As geraniums age, the stems become thick and leggy. You can let yours get tall or routinely trim them back to leaf nodes (where leaves grow out of the stems) to encourage a bushier appearance.
You can also take cuttings using these instructions to start new plants.
Depending on the health and age of your plant and the potting mix, you may never need to add fertilizer.
I kept several containers of geraniums for years by a drafty, west-facing window and never fertilized them. I did move them to larger flower pots after the first few years, when the roots started growing out of the drainage holes, and provided fresh potting mix at that time, and that was enough to keep the flower power going.
If you wish to, the common recommendation is a 20-20-20 liquid fertilizer suitable for potted flowers. Follow the instructions on the label. The time to fertilize is before the intense spring and summer growing seasons.
Grow Outdoors Again
You can keep your geraniums growing indoors all year-round or put them outdoors after last frost until early fall (before first frost) each year.

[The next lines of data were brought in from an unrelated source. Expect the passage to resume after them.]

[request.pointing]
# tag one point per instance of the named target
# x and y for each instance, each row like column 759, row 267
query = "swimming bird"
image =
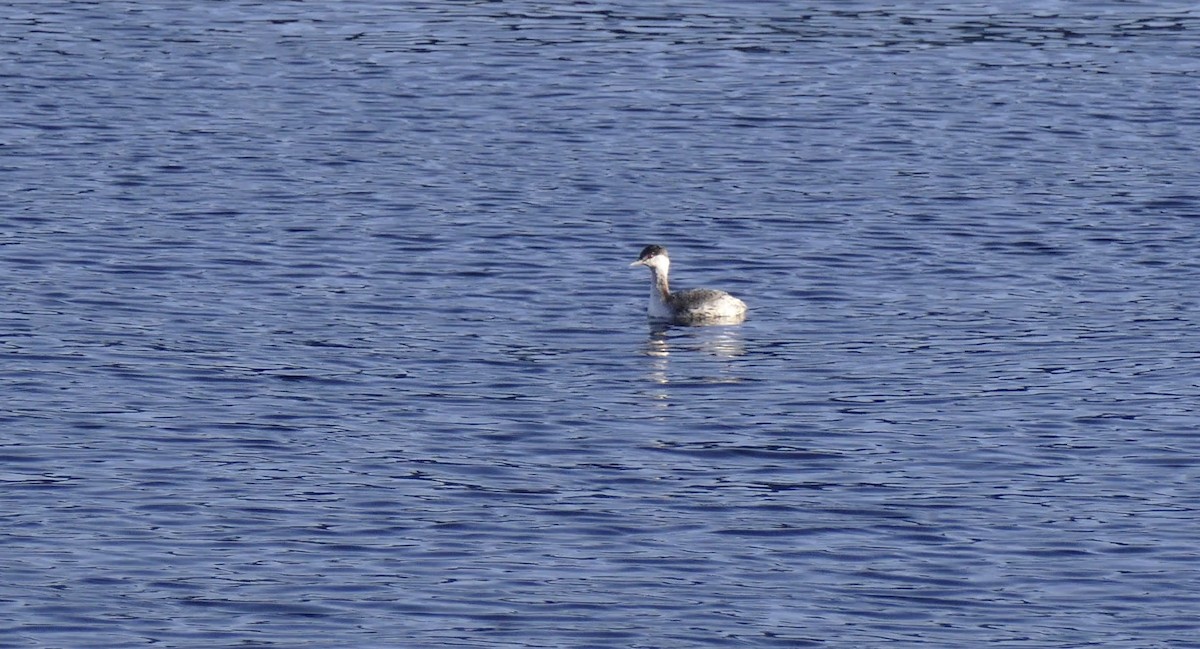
column 694, row 306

There is always a risk of bringing bugs or diseases back indoors when they return, but they do enjoy life outdoors and it’s fun to keep plants going this way for many years.
If you do wish to give them a summer holiday outside, follow these instructions for hardening off plants. ‘Hardening off’ simply means you gradually get the plants accustomed to outdoor growing conditions so they settle in nicely, avoiding any drastic heat, light, or cold.
Find Your Frost Dates & Hardiness Zone
- Plant Hardiness Zones | United States | Canada
These are listed on seed packets and plant tags to guide your choices.
- Average Frost Dates | Use this calculator at Almanac.com. Enter your city and state or province to find your first and last frost dates and number of frost-free days.
If you’re like me, it becomes a fun challenge to see how many years you can keep the plants going. At some point they may become too big for the house but will have one fabulous final summer on the patio.